# Is it possible to check an e-mail address to see if it belongs to a TUG member?



## PrairieGirl (Mar 1, 2008)

I am trying to rent my timeshare via Craig's list for the first time.  I just received an e-mail which made mention of an "old friend".  I don't recognize the address and wondered it it could belong to a TUG member.

I'm a bit concerned about sending a reply in case it will open the door to a spammer or something.  The dates they want are only two weeks away, so if I don't know the person I'm not going to chance changing my reservation.

Thanks!

LeAnn


----------



## DeniseM (Mar 1, 2008)

For a check-in date 2 weeks away, just ask them to pay the full amount up front via Paypal - if they don't do it within 24 hours, just ignore them.

BTW - The "old friend" line sounds like a scammer to me...

BTW2 - sending them an email should not cause you any problems.  They sent an email to your first, so they already have your email address.  If you have doubts - ignore them.


----------



## GrayFal (Mar 1, 2008)

DeniseM said:


> For a check-in date 2 weeks away, just ask them to pay the full amount up front via Paypal - if they don't do it within 24 hours, just ignore them.
> 
> *BTW - The "old friend" line sounds like a scammer to me*...

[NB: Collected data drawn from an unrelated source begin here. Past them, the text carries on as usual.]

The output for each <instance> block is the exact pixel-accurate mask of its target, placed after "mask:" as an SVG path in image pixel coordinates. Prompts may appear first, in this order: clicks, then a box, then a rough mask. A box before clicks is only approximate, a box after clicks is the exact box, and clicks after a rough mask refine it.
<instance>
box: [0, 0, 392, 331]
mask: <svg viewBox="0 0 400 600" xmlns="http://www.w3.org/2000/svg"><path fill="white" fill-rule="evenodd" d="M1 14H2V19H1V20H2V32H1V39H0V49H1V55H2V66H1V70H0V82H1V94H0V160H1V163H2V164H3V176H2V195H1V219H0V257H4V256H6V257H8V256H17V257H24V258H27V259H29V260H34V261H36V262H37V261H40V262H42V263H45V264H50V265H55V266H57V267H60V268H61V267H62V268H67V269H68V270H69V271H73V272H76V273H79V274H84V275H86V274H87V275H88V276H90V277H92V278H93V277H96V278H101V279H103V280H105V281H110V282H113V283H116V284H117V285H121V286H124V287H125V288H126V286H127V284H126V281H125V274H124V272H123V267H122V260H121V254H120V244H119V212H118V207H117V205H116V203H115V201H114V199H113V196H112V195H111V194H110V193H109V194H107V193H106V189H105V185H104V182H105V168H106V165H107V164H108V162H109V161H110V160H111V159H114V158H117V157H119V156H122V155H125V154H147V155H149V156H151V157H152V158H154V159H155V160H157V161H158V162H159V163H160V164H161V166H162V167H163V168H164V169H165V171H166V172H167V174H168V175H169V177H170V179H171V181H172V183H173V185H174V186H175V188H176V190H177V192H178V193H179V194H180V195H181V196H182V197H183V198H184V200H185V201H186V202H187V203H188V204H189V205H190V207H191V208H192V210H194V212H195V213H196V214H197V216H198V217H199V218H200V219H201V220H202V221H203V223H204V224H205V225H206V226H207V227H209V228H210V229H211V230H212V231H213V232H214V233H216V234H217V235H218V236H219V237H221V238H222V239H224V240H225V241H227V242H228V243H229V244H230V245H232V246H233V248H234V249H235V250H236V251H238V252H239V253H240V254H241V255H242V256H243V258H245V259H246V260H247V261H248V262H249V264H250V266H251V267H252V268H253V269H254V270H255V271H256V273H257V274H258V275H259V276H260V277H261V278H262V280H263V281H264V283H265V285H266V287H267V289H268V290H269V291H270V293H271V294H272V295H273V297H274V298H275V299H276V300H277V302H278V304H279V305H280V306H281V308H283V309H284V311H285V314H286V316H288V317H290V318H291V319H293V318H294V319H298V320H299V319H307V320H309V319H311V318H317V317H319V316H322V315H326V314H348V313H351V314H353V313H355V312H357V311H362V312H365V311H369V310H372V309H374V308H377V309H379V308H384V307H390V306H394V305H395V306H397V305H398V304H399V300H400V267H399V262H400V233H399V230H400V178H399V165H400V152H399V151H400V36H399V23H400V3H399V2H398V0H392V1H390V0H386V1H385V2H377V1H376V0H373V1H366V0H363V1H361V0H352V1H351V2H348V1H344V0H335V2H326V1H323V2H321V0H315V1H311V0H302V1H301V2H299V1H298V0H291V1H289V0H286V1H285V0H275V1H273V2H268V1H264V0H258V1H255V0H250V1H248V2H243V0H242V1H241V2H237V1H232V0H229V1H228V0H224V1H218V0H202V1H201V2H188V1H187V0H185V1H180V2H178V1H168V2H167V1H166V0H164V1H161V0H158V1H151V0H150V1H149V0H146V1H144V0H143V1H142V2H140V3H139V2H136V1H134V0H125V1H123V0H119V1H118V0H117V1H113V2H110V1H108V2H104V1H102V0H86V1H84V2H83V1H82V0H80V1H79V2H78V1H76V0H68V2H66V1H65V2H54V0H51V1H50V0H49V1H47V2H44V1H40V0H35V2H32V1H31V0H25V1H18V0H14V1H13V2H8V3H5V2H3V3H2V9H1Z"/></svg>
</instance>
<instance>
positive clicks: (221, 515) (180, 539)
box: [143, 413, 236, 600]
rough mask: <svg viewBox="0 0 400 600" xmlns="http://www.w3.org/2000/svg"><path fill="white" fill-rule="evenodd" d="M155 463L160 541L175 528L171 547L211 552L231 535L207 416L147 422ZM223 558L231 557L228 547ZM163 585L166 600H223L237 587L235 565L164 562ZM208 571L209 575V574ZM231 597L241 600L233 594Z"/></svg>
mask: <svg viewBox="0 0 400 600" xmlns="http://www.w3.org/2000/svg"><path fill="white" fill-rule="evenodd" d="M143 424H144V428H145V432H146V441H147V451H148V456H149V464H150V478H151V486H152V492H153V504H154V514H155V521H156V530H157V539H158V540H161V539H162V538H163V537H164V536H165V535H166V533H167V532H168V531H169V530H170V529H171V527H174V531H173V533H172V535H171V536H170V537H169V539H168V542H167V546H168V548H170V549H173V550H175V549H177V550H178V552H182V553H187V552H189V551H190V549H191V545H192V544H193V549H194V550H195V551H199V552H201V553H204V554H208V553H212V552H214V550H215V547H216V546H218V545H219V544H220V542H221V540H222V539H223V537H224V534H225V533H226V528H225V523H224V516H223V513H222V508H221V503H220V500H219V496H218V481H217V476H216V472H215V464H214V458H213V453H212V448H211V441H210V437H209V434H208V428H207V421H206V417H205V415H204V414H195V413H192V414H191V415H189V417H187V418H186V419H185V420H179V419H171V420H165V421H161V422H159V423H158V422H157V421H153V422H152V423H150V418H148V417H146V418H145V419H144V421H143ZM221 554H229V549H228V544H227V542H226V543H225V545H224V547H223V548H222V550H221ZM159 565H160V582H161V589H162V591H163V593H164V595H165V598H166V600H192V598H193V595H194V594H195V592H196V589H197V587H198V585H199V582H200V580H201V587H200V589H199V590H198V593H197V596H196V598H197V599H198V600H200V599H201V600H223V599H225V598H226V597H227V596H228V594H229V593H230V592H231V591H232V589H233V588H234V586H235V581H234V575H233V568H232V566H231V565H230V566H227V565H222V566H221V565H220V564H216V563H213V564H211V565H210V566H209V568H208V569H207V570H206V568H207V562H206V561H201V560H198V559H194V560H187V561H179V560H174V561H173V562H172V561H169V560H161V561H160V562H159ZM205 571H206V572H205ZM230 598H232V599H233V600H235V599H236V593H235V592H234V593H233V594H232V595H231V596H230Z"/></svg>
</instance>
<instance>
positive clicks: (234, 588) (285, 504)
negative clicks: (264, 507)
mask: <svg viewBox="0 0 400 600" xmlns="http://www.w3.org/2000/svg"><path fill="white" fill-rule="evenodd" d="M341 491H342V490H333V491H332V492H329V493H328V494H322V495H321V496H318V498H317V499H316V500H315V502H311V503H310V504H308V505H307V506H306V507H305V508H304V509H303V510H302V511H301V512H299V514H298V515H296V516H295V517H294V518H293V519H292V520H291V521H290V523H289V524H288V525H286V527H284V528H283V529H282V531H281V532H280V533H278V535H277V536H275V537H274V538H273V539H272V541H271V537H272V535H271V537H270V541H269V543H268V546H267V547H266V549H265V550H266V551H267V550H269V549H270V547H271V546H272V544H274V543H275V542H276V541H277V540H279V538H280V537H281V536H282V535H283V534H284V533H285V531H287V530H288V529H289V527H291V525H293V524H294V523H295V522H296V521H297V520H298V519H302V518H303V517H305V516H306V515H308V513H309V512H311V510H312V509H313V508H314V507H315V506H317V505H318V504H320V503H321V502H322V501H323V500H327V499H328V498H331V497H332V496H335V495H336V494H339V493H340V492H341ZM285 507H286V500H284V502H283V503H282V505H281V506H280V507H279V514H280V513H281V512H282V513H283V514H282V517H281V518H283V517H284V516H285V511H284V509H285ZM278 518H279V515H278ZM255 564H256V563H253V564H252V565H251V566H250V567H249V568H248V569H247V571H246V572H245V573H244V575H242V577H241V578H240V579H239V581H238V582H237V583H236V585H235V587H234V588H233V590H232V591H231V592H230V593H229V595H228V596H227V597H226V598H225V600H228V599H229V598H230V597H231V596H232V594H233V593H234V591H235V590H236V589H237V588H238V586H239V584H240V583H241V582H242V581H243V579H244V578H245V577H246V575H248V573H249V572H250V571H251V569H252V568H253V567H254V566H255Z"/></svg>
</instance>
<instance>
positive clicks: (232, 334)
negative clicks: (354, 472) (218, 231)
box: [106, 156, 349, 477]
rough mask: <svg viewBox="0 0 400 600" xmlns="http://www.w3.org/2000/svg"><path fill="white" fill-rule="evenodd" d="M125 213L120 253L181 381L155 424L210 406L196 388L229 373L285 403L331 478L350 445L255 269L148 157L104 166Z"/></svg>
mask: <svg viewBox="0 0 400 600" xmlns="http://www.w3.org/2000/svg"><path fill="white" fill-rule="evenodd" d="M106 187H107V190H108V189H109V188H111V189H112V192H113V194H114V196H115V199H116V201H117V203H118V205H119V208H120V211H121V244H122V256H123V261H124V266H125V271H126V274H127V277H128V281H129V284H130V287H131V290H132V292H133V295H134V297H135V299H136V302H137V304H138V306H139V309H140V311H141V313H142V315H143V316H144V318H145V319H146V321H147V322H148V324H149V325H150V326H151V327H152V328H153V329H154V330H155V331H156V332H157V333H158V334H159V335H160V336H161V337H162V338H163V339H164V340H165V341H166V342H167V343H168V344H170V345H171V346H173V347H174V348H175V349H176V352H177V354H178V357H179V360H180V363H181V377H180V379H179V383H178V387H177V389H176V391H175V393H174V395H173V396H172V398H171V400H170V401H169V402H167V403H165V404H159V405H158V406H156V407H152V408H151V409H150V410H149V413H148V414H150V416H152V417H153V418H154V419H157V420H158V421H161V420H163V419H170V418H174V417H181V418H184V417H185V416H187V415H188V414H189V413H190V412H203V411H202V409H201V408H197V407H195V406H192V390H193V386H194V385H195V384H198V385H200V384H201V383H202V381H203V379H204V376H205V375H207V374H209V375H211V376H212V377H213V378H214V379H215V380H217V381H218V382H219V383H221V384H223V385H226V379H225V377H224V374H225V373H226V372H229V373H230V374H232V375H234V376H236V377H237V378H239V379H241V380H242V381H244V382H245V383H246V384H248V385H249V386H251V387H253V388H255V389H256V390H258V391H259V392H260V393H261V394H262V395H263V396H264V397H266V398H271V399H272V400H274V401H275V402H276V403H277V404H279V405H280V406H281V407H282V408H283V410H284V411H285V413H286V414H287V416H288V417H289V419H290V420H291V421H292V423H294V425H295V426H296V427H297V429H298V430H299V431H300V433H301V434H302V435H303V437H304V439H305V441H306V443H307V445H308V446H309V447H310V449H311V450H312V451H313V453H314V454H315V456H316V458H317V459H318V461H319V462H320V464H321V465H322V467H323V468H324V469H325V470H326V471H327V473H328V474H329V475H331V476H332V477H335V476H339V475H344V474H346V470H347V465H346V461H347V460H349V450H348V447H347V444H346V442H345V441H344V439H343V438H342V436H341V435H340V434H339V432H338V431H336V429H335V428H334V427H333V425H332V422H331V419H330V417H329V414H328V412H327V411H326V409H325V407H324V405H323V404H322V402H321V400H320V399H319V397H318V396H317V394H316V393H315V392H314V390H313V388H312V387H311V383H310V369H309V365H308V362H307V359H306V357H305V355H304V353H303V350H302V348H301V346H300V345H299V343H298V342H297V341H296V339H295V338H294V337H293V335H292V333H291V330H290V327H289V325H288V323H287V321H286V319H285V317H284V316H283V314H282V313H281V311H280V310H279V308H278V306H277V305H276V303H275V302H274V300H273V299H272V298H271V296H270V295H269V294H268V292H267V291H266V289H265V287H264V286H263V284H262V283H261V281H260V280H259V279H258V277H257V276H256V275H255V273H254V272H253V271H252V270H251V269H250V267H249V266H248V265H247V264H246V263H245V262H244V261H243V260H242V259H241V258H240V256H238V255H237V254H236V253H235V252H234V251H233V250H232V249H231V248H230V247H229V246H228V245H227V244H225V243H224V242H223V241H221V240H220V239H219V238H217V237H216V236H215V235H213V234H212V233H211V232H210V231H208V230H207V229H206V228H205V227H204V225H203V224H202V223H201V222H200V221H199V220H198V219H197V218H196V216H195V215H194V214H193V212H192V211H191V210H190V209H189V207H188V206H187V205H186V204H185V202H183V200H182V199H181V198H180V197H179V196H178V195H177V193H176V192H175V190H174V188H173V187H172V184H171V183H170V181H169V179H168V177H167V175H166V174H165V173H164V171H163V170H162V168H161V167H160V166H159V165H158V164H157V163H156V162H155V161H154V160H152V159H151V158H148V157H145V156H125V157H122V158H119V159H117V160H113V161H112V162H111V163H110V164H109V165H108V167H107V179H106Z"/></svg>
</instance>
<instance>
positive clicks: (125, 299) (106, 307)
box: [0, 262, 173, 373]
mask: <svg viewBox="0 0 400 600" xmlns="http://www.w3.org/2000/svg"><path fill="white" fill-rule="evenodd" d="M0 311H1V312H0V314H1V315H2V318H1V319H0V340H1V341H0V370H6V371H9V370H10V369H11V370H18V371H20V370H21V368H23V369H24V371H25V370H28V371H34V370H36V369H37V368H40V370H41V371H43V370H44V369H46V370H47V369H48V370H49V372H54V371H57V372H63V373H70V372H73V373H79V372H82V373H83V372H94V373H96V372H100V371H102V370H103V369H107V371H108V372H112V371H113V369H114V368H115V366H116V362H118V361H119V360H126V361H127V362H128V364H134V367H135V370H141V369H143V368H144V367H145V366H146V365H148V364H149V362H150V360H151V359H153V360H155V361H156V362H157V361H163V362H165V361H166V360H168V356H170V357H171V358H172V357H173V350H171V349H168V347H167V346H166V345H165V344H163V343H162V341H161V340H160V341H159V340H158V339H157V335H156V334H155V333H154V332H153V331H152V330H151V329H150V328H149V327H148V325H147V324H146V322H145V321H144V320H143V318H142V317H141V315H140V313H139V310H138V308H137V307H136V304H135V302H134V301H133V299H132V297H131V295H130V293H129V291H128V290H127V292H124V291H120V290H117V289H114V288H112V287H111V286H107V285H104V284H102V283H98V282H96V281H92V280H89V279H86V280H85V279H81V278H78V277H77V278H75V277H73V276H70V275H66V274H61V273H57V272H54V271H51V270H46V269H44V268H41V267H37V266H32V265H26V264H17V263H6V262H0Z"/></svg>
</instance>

Yes, - that and "God Bless" - and not mentioning the specific TS - just using general terminolgy is another tip off of a scammer.


----------



## Makai Guy (Mar 2, 2008)

> Is it possible to check an e-mail address to see if it belongs to a TUG member?



No, personal information is provided in confidence and is not made available to others, just as YOUR personal information, including email address, are not made available to others.

I'd suggest doing a google search for that email address.  You may find somewhere that the individual has posted it publicly in a venue that will reveal something about the individual, such as in a timeshare ad.


----------



## PrairieGirl (Mar 2, 2008)

Thanks for all of your prompt responses!  I had tried a search on Google of the e-mail address before I posted my question - no hits.

And the person doesn't have my e-mail address since Craigslist channels responses to ads through one of their mailboxes and then forwards them to the vendor.

I am concerned that if I reply to this response, then they WILL have my e-mail address, but I guess that is a question for the Craigslist people.

You guys have confirmed what I felt in my gut, if it seems off kilter, why bother?

Thanks again, the worst that can happen is that I miss an actual rental opportunity.

I'm going to pass on this one.

Thanks again, LeAnn


----------



## DeniseM (Mar 3, 2008)

Hi LeAnn - 

One thing you should think about is the fact that you are going to have to provide quite a bit of info. to a legitimate renter when you actually find one.  Most renter's need to have some basic info. about you, in order to feel secure about a private rental.  

At the very least you will probably have to provide your full name, address, phone number and email address.  You may also need to talk to them on the phone and allow them to have some (arranged) contact with your Mgmt. company to validate your ownership.  If you are uncomfortable with that, then renting may not be for you.
Good luck!


----------



## PrairieGirl (Mar 3, 2008)

Denise,

I've only rented once before, and that was to a TUG member.  We had quite a bit of contact by e-mail, he was Canadian also so he was able to write me a personal cheque, we had lots of time for it to clear before the check-in date.  Worked out well for both of us.

I'm trying to post my ad with pictures on the new TUG rental area, but haven't been successful yet.  I'll give it another try before I holler for help!

Thanks,

LeAnn


----------



## EagleID (Mar 4, 2008)

LeAnn -

Take a peek at www.hushmail.com for setting up a free email account. If you use something like that you can avoid using your permanent email address for potential problem people and yet still reach out to them. If a bunch of spam starts turning up in such a temporary email account you can simply dump it.

Chuck


----------